The equation has no integer solutions. To show this, we first prove a lemma.

Lemma. If $x$ is an integer and $p$ is a prime divisor of $\frac{x^7-1}{x-1}$ then either $p\equiv 1(\mathrm{mod}7)$ or $p=7$.

Proof. Both $x^7-1$ and $x^{p-1}-1$ are divisible by $p$, by hypothesis and by Fermat's little theorem, respectively. Suppose that $7$ does not divide $p-1$. Then $\gcd (p-1,7)=1$, so there exist integers $k$ and $m$ such that $7k+(p-1)m=1$. We therefore have $$x\equiv x^{7k+(p-1)m}\equiv {\left(x^7\right)}^k\cdot {\left(x^{p-1}\right)}^m\equiv 1(\mathrm{mod}p),$$ and so $$\frac{x^7-1}{x-1}=1+x+\cdots +x^6\equiv 7(\mathrm{mod}p).$$ It follows that $p$ divides $7$, hence $p=7$ must hold if $p\equiv 1(\mathrm{mod}7)$ does not, as stated. $\square$

The lemma shows that each positive divisor $d$ of $\frac{x^7-1}{x-1}$ satisfies either $d\equiv 0(\mathrm{mod}7)$ or $d\equiv 1(\mathrm{mod}7)$.
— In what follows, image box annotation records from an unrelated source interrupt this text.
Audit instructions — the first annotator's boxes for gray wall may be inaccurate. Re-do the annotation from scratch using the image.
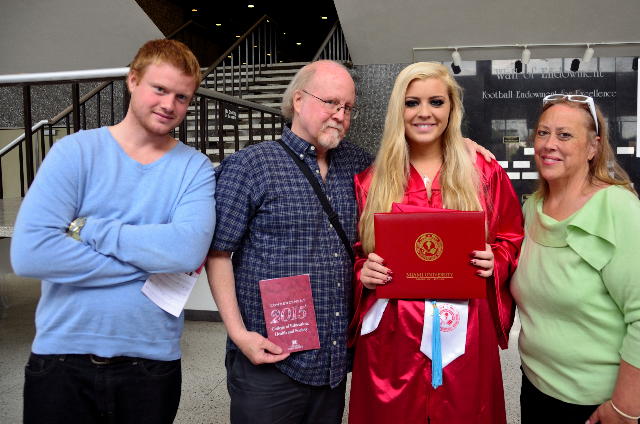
[334,0,640,65]
[0,0,163,74]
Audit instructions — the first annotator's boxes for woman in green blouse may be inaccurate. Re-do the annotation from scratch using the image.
[511,94,640,424]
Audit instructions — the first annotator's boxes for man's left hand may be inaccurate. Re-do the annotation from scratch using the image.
[464,138,496,163]
[586,402,638,424]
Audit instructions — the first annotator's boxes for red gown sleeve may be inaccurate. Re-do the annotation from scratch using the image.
[347,167,375,347]
[478,157,524,349]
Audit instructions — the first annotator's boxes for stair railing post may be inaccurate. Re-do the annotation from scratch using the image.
[71,82,80,132]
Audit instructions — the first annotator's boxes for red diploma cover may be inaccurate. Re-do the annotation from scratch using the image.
[374,210,486,299]
[260,274,320,352]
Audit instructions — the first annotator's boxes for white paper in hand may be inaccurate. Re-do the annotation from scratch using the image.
[142,266,202,317]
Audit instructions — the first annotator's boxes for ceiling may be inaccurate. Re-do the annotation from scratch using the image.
[335,0,640,65]
[169,0,337,62]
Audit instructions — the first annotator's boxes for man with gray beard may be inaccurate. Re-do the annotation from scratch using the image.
[207,61,371,423]
[206,61,490,424]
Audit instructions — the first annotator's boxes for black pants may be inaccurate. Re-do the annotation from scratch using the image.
[24,353,182,424]
[225,350,346,424]
[520,373,600,424]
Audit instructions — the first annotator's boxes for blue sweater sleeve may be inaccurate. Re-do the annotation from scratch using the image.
[11,137,148,287]
[80,156,215,273]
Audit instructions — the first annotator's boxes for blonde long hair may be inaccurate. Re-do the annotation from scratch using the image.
[534,99,638,199]
[359,62,482,254]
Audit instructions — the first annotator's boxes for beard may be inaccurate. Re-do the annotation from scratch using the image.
[318,122,345,150]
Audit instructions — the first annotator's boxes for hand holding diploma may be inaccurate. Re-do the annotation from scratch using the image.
[360,253,393,290]
[471,243,494,278]
[232,330,289,365]
[360,243,494,290]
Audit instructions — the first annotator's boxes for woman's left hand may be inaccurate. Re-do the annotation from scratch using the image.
[586,401,638,424]
[471,243,493,278]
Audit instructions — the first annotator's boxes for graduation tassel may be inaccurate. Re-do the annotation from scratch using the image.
[431,300,442,389]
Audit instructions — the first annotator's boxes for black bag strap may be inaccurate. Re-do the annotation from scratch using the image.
[276,140,355,262]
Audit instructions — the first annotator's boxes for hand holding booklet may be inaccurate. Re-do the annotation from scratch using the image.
[142,264,204,317]
[374,204,486,299]
[259,274,320,352]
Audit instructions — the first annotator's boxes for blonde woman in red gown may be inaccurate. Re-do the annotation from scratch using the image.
[349,63,523,424]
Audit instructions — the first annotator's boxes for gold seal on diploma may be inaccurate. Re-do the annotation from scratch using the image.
[415,233,444,262]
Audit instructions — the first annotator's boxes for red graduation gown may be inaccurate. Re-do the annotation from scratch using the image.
[349,156,524,424]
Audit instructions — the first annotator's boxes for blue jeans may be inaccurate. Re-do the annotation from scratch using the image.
[23,353,182,424]
[225,350,347,424]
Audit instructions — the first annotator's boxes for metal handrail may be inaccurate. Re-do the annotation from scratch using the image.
[0,119,49,158]
[196,87,282,115]
[202,15,271,79]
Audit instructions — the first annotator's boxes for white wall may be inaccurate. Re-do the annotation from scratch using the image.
[334,0,640,65]
[0,0,163,74]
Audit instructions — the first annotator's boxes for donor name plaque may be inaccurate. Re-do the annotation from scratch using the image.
[259,274,320,352]
[373,208,486,299]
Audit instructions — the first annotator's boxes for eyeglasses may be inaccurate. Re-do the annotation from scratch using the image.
[542,94,600,134]
[302,90,358,119]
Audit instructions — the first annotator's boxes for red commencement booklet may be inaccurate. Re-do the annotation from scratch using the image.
[374,204,486,299]
[259,274,320,352]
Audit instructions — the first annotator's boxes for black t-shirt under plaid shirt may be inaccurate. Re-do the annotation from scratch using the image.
[211,127,371,387]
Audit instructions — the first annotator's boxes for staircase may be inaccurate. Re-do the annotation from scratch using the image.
[187,62,307,166]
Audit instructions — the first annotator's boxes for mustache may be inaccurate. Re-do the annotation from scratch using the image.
[322,123,344,133]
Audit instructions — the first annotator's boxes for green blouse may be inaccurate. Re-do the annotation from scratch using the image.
[511,186,640,405]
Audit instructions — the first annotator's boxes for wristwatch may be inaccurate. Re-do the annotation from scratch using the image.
[67,216,87,241]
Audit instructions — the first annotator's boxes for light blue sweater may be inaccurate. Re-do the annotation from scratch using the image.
[11,127,215,361]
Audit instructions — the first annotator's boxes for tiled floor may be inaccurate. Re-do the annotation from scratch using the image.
[0,274,520,424]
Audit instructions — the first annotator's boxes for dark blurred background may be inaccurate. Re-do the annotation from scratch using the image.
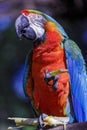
[0,0,87,130]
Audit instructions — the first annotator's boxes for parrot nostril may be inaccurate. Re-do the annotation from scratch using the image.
[21,30,26,33]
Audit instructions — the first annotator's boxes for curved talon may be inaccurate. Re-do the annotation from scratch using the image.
[44,70,59,90]
[38,113,48,128]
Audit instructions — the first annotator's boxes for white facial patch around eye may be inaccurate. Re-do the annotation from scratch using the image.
[28,13,46,38]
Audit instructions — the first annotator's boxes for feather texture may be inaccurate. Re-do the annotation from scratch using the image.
[64,40,87,122]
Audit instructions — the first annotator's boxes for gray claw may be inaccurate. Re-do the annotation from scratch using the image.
[38,113,48,128]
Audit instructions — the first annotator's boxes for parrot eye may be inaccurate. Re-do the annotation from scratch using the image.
[21,15,29,28]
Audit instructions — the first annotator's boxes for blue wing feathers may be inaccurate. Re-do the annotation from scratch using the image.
[64,40,87,122]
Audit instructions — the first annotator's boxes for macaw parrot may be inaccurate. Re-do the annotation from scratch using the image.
[15,10,87,127]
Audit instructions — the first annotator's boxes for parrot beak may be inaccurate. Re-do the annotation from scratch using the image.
[15,15,36,40]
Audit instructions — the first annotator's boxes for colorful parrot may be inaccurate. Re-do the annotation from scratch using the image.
[15,10,87,127]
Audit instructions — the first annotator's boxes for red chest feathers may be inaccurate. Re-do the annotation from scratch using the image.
[32,33,69,116]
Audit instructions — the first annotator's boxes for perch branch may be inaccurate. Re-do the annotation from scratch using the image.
[8,117,87,130]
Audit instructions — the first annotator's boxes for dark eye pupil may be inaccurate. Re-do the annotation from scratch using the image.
[21,30,26,33]
[21,16,29,28]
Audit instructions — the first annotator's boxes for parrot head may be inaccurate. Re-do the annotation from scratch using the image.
[15,10,67,45]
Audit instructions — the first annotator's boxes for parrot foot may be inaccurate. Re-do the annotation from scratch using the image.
[44,70,59,90]
[38,113,69,130]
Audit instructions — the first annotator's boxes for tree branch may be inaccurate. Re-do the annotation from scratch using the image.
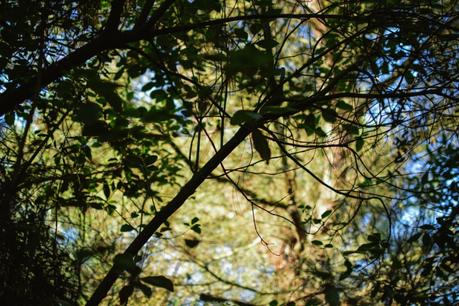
[86,125,255,306]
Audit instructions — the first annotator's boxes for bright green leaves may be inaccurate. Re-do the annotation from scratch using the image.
[118,285,134,305]
[322,108,338,123]
[252,129,271,163]
[191,0,222,12]
[339,259,354,280]
[343,233,388,259]
[120,224,135,232]
[184,217,201,234]
[113,253,174,305]
[77,102,103,125]
[3,112,16,126]
[256,39,279,50]
[336,100,354,112]
[140,275,174,291]
[355,136,364,152]
[113,253,142,275]
[226,44,273,75]
[231,110,262,125]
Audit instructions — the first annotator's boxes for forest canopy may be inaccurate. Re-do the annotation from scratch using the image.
[0,0,459,306]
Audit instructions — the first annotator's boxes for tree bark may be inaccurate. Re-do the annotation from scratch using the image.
[86,124,256,306]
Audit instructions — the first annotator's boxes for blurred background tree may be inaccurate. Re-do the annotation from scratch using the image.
[0,0,459,305]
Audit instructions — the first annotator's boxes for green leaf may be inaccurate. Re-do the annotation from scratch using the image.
[260,106,296,115]
[320,209,333,219]
[252,129,271,162]
[315,127,327,137]
[322,108,338,123]
[77,102,102,125]
[119,285,134,305]
[324,286,340,306]
[231,110,263,125]
[336,100,354,112]
[141,82,155,91]
[3,112,16,126]
[305,298,322,306]
[191,224,201,234]
[120,224,135,233]
[422,233,433,253]
[311,240,323,246]
[355,136,363,152]
[185,239,201,249]
[256,39,279,50]
[269,300,279,306]
[343,124,359,135]
[141,275,174,291]
[135,282,153,297]
[103,181,110,199]
[113,254,141,274]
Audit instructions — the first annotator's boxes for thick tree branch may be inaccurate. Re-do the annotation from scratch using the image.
[86,125,255,306]
[105,0,126,31]
[0,11,390,115]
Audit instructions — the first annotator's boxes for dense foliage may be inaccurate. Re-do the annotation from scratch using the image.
[0,0,459,306]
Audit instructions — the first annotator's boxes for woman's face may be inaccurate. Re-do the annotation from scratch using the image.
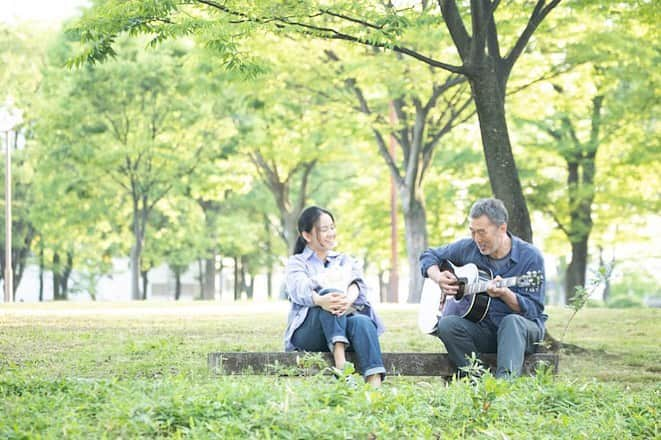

Now assume that $(x,y)$ is an integer solution of the original equation. Notice that $y-1>0$, because $\frac{x^7-1}{x-1}>0$ for all $x\ne 1$. Since $y-1$ divides $\frac{x^7-1}{x-1}=y^5-1$, we have $y\equiv 1(\mathrm{mod}7)$ or $y\equiv 2(\mathrm{mod}7)$ by the previous paragraph. In the first case, $1+y+y^2+y^3+y^4\equiv 5(\mathrm{mod}7)$, and in the second $1+y+y^2+y^3+y^4\equiv 3(\mathrm{mod}7)$. Both possibilities contradict the fact that the positive divisor $1+y+y^2+y^3+y^4$ of $\frac{x^7-1}{x-1}$ is congruent to $0$ or $1$ modulo $7$. So the given equation has no integer solutions.